ASF GitHub Bot commented on FLINK-9083:
---------------------------------------

jparkie commented on a change in pull request #6782: [FLINK-9083][Cassandra 
Connector] Add async backpressure support to Cassandra Connector
URL: https://github.com/apache/flink/pull/6782#discussion_r229168212
 
 

 ##########
 File path: 
flink-connectors/flink-connector-cassandra/src/main/java/org/apache/flink/streaming/connectors/cassandra/CassandraSinkBase.java
 ##########
 @@ -43,70 +48,82 @@
  */
 public abstract class CassandraSinkBase<IN, V> extends RichSinkFunction<IN> 
implements CheckpointedFunction {
        protected final Logger log = LoggerFactory.getLogger(getClass());
-       protected transient Cluster cluster;
-       protected transient Session session;
 
-       protected transient volatile Throwable exception;
-       protected transient FutureCallback<V> callback;
+       // ------------------------ Default Configurations 
------------------------
+
+       /**
+        * The default maximum number of concurrent requests. By default, 
{@code Integer.MAX_VALUE}.
+        */
+       public static final int DEFAULT_MAX_CONCURRENT_REQUESTS = 
Integer.MAX_VALUE;
+
+       /**
+        * The default timeout duration when acquiring a permit to execute. By 
default, {@code Long.MAX_VALUE}.
+        */
+       public static final long DEFAULT_MAX_CONCURRENT_REQUESTS_TIMEOUT = 
Long.MAX_VALUE;
+
+       /**
+        * The default timeout unit when acquiring a permit to execute. By 
default, milliseconds.
+        */
+       public static final TimeUnit 
DEFAULT_MAX_CONCURRENT_REQUESTS_TIMEOUT_UNIT = TimeUnit.MILLISECONDS;
+
+       // ------------------------- Configuration Fields 
-------------------------
+
+       private int maxConcurrentRequests = DEFAULT_MAX_CONCURRENT_REQUESTS;
+       private long maxConcurrentRequestsTimeout = 
DEFAULT_MAX_CONCURRENT_REQUESTS_TIMEOUT;
+       private TimeUnit maxConcurrentRequestsTimeoutUnit = 
DEFAULT_MAX_CONCURRENT_REQUESTS_TIMEOUT_UNIT;
+
+       // --------------------------- Cassandra Fields 
---------------------------
 
        private final ClusterBuilder builder;
 
-       private final AtomicInteger updatesPending = new AtomicInteger();
+       protected transient Cluster cluster;
+       protected transient Session session;
+
+       // ------------------------ Synchronization Fields 
------------------------
+
+       private AtomicReference<Throwable> throwable;
+       private Semaphore semaphore;
+       private Phaser phaser;
 
        CassandraSinkBase(ClusterBuilder builder) {
                this.builder = builder;
                ClosureCleaner.clean(builder, true);
        }
 
-       @Override
-       public void open(Configuration configuration) {
-               this.callback = new FutureCallback<V>() {
-                       @Override
-                       public void onSuccess(V ignored) {
-                               int pending = updatesPending.decrementAndGet();
-                               if (pending == 0) {
-                                       synchronized (updatesPending) {
-                                               updatesPending.notifyAll();
-                                       }
-                               }
-                       }
+       // ----------------------------- Sink Methods 
-----------------------------
 
+       @Override
+       public void open(Configuration parameters) {
+               cluster = createCluster();
+               session = createSession();
+
+               throwable = new AtomicReference<>();
+               semaphore = new Semaphore(maxConcurrentRequests);
+               /*
+                * A Phaser is a flexible and reusable synchronization barrier 
similar to CyclicBarrier and CountDownLatch.
+                *
+                * This Phaser is configured to support "1 + N" parties.

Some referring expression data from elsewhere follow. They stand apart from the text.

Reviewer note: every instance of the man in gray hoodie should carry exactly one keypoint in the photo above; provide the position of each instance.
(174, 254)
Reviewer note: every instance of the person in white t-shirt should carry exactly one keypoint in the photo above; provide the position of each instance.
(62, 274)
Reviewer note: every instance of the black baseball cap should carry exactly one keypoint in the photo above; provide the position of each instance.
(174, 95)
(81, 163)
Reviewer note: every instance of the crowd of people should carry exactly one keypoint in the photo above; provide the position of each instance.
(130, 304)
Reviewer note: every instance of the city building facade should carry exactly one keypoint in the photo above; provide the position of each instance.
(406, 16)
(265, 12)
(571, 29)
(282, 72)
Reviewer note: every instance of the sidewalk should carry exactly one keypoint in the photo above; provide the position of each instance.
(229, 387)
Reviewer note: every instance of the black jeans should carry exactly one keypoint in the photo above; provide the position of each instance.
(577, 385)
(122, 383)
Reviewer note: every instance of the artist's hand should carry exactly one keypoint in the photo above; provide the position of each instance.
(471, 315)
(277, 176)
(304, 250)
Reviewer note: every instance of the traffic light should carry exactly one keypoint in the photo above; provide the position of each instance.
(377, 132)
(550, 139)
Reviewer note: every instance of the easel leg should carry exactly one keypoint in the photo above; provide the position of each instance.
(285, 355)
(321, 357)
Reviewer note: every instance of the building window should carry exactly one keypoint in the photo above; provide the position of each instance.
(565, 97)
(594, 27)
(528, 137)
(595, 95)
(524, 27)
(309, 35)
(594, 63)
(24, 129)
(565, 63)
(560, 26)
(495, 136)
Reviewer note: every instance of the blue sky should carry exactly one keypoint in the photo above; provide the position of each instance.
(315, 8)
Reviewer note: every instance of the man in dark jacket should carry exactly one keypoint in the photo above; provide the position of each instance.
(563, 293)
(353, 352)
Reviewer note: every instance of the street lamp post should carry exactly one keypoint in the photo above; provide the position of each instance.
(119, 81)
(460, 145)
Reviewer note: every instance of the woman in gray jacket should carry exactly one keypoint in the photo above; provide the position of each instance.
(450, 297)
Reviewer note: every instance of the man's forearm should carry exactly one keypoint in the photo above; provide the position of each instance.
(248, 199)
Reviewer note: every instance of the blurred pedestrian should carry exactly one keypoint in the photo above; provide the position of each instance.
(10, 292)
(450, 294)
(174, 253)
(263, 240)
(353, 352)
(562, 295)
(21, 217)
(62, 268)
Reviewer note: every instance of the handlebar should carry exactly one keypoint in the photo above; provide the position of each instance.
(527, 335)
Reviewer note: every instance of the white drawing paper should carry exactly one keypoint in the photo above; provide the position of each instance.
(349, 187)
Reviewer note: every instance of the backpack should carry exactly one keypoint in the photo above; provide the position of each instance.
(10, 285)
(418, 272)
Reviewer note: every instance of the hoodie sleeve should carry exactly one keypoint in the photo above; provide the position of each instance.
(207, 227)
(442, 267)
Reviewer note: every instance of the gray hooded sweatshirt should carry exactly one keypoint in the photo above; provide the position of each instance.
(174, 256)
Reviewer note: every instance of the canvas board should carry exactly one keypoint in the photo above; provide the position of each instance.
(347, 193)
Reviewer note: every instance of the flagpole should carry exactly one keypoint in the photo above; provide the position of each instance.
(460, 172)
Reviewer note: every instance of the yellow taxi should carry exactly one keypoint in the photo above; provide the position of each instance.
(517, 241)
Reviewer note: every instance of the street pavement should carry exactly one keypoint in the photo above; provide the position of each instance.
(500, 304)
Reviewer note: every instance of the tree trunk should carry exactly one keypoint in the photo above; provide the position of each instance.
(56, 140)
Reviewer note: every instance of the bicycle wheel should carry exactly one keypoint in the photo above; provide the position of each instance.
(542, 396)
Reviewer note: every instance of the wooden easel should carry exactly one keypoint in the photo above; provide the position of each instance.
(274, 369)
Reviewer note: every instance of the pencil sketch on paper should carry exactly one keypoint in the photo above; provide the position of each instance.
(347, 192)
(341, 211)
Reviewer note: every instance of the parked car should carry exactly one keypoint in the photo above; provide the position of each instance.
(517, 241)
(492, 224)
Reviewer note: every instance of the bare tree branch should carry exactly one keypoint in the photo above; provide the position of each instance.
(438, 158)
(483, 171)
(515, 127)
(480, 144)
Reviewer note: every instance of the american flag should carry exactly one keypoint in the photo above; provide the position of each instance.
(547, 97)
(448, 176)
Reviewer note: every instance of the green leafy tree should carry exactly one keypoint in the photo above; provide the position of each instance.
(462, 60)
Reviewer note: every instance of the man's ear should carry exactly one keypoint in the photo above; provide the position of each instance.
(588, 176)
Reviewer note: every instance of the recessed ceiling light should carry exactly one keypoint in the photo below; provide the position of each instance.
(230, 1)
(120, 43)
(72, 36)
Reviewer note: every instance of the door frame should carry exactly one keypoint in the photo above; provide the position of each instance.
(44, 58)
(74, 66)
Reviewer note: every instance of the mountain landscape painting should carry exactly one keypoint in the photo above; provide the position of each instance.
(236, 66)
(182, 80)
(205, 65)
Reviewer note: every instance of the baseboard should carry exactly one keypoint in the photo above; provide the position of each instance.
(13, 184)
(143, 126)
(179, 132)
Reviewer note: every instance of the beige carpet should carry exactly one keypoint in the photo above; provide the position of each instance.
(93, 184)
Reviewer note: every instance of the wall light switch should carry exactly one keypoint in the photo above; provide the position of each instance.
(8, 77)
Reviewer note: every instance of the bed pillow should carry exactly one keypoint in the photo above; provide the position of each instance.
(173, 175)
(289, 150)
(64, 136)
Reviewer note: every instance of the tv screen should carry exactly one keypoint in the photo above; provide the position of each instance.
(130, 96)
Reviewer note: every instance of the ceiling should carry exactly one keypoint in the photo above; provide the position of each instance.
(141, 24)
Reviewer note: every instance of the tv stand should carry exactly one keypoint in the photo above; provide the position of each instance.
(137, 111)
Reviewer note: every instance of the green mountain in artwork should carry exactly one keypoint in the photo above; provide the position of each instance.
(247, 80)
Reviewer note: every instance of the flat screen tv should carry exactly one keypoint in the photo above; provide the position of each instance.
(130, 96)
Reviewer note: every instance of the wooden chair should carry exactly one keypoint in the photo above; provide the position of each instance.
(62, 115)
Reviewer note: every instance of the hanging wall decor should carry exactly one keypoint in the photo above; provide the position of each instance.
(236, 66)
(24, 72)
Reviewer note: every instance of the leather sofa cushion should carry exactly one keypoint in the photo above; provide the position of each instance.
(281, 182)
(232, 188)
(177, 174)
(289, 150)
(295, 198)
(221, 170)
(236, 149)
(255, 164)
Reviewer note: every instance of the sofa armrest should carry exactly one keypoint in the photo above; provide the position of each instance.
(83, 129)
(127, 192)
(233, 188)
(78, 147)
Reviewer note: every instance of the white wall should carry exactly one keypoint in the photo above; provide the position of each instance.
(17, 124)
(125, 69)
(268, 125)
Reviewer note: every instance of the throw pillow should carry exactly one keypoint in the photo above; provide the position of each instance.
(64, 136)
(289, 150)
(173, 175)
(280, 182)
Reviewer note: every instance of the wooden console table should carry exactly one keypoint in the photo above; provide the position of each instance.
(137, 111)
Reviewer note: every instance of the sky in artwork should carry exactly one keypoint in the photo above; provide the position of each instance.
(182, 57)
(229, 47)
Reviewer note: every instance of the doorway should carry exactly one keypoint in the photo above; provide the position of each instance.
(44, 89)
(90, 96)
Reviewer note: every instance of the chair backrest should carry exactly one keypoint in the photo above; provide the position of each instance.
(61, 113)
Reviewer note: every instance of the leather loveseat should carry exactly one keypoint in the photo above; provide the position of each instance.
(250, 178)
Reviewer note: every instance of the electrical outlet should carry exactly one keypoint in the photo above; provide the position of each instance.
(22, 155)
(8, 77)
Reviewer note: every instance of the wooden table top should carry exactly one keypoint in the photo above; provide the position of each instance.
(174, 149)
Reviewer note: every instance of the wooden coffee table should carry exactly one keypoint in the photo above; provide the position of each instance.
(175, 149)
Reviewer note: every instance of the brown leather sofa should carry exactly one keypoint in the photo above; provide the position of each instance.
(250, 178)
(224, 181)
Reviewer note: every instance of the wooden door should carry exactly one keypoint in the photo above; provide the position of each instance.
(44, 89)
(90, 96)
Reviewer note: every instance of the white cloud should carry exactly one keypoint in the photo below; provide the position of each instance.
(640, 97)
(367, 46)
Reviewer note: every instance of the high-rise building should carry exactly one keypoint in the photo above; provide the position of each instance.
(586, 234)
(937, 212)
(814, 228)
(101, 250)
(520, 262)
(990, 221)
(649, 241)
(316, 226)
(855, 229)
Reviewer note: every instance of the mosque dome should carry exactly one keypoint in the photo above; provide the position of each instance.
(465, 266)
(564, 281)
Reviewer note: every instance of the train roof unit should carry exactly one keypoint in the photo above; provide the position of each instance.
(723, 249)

+                *   - "1" for the CassandraSinkBase to arrive and to await at 
the Phaser during a flush() call.
+                *   - "N" for the varying number of invoke() calls that 
register and de-register with the Phaser.
+                *
+                * The Phaser awaits the completion of the advancement of a 
phase prior to returning from a register() call.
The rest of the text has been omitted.